Jennifer L. Holberg and Marcy Taylor


As we write this introduction, it is the end of another academic year, and we are surrounded by papers that need responding to, by exams that need correcting, and by what seem to be the million other tasks that always need doing at the end of a term. Summer—with its promise of travel, of a space for other kinds of work (academic and not), of time for rejuvenation—is almost here. If we could just get these last few things done! So you will forgive us, we hope, if this is not our longest introduction. We all know that some semesters are longer than others—this would not be a truthful journal devoted to teaching if we did not occasionally acknowledge the exhaustion we feel after some terms are over.

You, our readers, though, will have received this issue at the beginning of the new academic year. And if you are like us, you will have found that the lassitude of the spring has given way to the anticipation of the fall. Much of our own excitement each fall comes from facing a new class, thinking and rethinking about things we have taught for years, about new things we will teach for the first time, about the new students we will meet and the students with whom we will have the opportunity to continue our conversations from previous terms. We hope that this issue of Pedagogy will be part of that invigorating reentry into another school year.

In putting this issue together, we were struck by how well all the articles in it fulfilled the journal's mandate, set forth on the masthead, both to make connections across subfields of English studies and to provide "spirited and informed debate from a multiplicity of positions and perspectives." [End Page 295] Brenda Jo Brueggemann and Debra A. Moddelmog, for example, discuss the commonalities between their pedagogical approaches as shaped by disability studies and queer theory; Kevin Brooks examines the relationship between genre studies and hypertext; Barbara B. Duffelmeyer brings the work of critical pedagogy to bear on computer-enhanced composition classrooms; and Benton Jay Komins, Adam Knee, Sharon L. Mazer, David G. Nicholls, and Stephanie C. Palmer investigate what Mazer describes as how pedagogically we can "engage with the dialectic between the global and the local on a daily basis." These articles all provide not only new ways of thinking about the individual subjects under examination but, more important, exciting models of scholarly hybridity.
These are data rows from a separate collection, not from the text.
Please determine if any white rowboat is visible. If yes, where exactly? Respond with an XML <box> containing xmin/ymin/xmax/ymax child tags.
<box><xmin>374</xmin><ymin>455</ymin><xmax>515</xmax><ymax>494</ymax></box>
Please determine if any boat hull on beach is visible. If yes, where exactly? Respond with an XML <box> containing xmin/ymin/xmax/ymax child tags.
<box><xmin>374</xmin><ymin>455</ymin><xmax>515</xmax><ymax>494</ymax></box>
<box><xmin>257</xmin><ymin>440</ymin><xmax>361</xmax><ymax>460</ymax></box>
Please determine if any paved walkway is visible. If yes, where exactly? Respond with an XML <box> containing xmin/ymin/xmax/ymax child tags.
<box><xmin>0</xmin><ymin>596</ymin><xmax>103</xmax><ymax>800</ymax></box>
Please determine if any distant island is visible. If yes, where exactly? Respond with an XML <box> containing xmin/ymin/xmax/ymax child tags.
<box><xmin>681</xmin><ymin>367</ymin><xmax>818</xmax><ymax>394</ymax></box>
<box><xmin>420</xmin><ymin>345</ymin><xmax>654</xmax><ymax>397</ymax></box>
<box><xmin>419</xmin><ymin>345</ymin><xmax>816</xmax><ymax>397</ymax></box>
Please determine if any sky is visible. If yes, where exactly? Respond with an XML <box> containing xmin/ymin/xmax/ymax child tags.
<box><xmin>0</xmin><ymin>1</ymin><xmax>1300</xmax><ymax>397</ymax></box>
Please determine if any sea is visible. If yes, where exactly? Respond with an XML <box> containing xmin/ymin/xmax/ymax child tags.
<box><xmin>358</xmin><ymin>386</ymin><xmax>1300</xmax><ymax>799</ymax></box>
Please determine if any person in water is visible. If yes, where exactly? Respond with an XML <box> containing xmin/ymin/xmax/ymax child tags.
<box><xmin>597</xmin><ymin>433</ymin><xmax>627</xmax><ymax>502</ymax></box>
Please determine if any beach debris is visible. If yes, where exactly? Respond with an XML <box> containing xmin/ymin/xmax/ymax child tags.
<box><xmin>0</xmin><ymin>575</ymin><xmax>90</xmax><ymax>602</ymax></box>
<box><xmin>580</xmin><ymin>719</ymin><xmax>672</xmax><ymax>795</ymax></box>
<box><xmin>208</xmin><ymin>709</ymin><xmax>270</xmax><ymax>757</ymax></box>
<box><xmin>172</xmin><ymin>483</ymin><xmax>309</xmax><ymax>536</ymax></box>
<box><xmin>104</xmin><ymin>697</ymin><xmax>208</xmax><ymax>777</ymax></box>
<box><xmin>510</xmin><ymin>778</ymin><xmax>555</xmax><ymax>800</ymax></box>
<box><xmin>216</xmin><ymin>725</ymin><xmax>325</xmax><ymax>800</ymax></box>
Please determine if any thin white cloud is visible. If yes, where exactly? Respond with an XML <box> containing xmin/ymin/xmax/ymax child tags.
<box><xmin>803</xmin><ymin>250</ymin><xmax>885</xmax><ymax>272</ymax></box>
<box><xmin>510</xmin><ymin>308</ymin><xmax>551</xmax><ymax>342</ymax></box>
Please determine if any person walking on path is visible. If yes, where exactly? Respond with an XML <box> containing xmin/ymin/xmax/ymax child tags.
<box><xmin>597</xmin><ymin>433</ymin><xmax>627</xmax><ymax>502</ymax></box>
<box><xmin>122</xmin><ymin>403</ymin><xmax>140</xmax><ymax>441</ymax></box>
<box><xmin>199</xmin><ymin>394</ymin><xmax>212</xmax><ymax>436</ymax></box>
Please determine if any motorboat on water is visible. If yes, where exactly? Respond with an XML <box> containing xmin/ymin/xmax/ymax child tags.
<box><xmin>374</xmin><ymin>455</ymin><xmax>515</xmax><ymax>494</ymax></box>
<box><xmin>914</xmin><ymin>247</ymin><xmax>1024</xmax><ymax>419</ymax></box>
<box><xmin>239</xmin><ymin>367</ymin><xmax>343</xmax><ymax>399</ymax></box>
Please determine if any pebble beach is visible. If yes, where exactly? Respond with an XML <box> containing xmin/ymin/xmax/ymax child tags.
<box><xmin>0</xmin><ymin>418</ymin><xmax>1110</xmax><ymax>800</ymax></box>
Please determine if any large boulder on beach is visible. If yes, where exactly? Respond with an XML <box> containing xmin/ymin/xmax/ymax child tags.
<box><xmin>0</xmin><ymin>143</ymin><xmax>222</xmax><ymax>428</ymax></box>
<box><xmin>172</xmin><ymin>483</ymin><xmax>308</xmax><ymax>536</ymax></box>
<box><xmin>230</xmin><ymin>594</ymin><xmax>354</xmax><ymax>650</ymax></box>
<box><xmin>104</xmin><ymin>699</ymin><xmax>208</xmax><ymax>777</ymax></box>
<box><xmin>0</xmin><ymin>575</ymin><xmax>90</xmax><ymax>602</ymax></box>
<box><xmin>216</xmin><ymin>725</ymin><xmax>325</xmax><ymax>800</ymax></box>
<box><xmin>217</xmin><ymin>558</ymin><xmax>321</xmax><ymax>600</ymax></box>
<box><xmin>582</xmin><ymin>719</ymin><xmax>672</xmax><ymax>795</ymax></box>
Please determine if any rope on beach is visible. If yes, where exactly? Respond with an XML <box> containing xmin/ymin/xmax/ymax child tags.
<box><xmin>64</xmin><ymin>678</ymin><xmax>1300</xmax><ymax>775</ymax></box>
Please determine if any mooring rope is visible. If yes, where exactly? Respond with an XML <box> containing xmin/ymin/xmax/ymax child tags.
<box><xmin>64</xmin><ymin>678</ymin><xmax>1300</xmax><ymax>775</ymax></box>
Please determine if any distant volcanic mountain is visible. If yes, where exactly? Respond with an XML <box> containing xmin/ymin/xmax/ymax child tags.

Finally, Mariolina Rizzi Salvatori, maintaining the provocative tradition of "spirited and informed debate" that the previous commentaries in this journal have established, critiques the notion that the scholarship of teaching is a relatively new endeavor and goes on not only to survey its history but, significantly, to suggest concretely a future for what she calls "pedagogy as reflexive praxis."

We hope that this issue of Pedagogy will give you new ways, then, of thinking "reflexively" and "practically." Happy teaching. We'll talk again at the end of this term.